O que eu gostava de ouvir sobre o ensino público

Estamos a cavar a desigualdade, perante o silêncio da sociedade e dos próprios agentes do ensino, os professores.

Foi mais uma notícia sobre as dificuldades dos serviços públicos. Não teve direito a reacções, muito menos gerou polémica. Passou como mais um caso, como peça de um processo de degradação do cumprimento pelo Estado das suas responsabilidades sociais perante a comunidade. Na segunda-feira, o PÚBLICO noticiava a denúncia de Filinto Lima, presidente da Associação Nacional de Directores de Agrupamentos e Escolas Públicas, de que faltam “pelo menos 811 assistentes operacionais”, cálculo indicativo com base em falhas de um por escola pública, sendo que há casos em que faltam mais. A situação, segundo este responsável, ameaça levar a fechos parciais “para pressionar o Governo a resolver a situação”.
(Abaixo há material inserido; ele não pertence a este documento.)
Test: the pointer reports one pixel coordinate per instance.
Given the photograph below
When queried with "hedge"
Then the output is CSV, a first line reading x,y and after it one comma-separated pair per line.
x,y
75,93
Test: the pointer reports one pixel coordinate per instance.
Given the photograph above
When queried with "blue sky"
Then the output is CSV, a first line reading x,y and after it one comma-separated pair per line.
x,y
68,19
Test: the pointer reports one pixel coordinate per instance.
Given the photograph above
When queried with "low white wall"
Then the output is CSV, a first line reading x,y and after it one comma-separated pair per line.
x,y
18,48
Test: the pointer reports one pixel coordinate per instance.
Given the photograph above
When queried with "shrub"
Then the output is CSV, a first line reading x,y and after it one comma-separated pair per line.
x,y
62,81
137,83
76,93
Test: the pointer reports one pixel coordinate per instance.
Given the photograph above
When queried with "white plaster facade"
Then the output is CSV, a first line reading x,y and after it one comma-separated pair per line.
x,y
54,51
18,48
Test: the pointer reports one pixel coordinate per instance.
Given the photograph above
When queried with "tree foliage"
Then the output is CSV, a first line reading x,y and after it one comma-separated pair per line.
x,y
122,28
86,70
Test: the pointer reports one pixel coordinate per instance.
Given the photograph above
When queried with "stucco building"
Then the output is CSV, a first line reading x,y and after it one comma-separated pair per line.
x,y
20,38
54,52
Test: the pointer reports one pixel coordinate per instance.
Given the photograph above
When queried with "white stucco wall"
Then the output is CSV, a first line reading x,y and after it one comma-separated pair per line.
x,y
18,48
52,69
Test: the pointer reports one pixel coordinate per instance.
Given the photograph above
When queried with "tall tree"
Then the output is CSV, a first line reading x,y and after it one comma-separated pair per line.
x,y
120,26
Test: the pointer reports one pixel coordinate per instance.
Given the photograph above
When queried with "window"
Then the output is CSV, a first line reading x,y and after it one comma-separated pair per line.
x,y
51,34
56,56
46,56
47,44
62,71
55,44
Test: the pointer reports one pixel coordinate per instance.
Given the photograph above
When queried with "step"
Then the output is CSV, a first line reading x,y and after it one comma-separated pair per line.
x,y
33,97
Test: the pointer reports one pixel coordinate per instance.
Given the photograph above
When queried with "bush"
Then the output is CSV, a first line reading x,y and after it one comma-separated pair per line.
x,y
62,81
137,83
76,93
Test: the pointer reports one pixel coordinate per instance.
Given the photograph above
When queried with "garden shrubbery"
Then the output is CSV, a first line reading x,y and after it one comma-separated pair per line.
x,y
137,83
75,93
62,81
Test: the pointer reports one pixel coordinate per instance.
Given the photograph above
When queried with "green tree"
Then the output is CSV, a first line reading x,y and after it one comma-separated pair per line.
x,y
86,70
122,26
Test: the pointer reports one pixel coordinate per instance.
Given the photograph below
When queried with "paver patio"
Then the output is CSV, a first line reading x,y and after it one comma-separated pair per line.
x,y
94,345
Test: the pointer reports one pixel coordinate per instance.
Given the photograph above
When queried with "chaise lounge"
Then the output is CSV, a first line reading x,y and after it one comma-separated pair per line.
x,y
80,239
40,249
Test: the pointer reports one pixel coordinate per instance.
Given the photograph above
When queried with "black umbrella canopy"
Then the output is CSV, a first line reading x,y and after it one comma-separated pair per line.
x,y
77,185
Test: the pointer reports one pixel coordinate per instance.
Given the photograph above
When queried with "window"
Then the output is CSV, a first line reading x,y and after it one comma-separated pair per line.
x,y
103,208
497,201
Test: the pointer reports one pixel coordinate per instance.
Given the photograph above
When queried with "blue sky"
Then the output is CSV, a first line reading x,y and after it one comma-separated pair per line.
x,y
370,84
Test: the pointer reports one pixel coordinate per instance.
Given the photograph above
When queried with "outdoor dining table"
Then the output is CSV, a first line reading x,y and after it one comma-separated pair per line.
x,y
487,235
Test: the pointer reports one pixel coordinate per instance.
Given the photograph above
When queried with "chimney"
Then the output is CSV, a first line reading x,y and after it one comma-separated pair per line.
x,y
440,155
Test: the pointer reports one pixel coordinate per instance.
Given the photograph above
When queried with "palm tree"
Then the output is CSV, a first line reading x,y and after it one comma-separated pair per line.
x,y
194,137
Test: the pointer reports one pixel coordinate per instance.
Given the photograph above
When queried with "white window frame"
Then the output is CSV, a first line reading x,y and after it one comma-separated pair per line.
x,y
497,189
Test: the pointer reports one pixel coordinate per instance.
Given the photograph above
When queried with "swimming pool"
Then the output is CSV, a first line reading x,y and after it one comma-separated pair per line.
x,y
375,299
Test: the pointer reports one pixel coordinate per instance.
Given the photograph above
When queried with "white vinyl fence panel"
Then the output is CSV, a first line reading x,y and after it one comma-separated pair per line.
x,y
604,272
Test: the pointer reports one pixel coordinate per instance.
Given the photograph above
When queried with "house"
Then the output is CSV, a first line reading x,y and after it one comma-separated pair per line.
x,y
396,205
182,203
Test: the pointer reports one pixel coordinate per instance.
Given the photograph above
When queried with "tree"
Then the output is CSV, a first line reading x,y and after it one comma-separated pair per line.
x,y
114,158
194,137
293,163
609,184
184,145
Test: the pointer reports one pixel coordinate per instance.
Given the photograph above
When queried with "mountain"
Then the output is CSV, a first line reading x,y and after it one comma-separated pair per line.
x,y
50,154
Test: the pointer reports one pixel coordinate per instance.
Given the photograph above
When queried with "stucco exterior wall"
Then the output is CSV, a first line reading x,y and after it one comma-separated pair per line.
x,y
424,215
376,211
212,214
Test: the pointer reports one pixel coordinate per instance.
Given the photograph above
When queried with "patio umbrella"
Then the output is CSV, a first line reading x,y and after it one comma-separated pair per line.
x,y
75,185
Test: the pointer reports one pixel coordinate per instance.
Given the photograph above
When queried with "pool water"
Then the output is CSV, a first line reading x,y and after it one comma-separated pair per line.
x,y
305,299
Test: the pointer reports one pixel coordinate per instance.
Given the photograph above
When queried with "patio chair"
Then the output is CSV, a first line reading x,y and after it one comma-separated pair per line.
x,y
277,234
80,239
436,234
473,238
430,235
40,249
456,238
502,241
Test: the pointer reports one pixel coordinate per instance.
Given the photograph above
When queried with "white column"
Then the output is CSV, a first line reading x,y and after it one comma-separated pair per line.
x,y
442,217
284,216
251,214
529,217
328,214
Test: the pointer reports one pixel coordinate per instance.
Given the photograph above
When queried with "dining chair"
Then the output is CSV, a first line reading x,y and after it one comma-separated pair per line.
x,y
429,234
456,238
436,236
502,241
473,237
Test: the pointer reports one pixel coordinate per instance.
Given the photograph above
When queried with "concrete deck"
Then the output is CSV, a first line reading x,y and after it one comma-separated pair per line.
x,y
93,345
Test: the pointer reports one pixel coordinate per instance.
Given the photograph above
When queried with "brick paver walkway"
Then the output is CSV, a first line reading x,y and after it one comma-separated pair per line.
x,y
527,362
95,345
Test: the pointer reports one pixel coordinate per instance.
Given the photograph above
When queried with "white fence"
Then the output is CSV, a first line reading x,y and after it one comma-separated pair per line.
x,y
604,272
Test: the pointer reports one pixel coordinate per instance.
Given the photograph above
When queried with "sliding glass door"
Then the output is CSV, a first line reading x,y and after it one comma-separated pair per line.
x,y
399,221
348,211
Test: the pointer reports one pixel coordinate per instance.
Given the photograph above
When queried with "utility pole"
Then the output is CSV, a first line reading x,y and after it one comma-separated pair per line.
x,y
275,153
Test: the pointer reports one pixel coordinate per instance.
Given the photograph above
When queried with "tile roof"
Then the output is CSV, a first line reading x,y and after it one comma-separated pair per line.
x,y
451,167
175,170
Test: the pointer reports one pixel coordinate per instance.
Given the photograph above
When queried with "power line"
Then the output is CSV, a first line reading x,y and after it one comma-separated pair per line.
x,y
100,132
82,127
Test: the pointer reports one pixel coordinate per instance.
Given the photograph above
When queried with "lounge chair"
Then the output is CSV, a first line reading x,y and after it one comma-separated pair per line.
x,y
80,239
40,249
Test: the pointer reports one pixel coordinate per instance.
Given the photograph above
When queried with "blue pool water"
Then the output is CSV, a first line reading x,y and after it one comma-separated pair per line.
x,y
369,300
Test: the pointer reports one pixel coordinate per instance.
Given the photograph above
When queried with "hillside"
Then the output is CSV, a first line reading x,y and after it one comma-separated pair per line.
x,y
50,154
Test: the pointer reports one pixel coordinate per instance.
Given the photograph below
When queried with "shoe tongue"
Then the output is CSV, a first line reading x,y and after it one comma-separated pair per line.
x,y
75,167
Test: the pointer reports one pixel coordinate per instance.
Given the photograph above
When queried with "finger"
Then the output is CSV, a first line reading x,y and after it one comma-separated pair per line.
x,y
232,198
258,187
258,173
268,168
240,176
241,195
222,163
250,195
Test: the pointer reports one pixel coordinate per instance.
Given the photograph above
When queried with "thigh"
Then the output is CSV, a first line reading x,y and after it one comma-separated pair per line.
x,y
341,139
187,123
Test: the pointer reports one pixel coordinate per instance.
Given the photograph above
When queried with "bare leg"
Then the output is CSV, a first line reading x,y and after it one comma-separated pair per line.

Está na ordem do dia a discussão sobre a degradação do Serviço Nacional de Saúde (SNS). Um debate meritório porque revelador de uma preocupação urgente em relação à prestação de um serviço do Estado que é um dos pilares do Modelo Social Europeu. A prestação de cuidados de saúde pelo Estado não pode ser posta em causa. Mesmo havendo perspectivas diversas sobre o seu grau de estatização, ninguém de bom senso e que aceite o que são hoje as democracias europeias põe em causa serviços públicos de saúde. Logo, a sua degradação, fruto de décadas de subinvestimento, agravada pelos cortes financeiros durante a intervenção da troika, deve ser uma preocupação nacional. E deve ser exigido ao Estado que invista mais do que o que tem sido feito pelo actual Governo.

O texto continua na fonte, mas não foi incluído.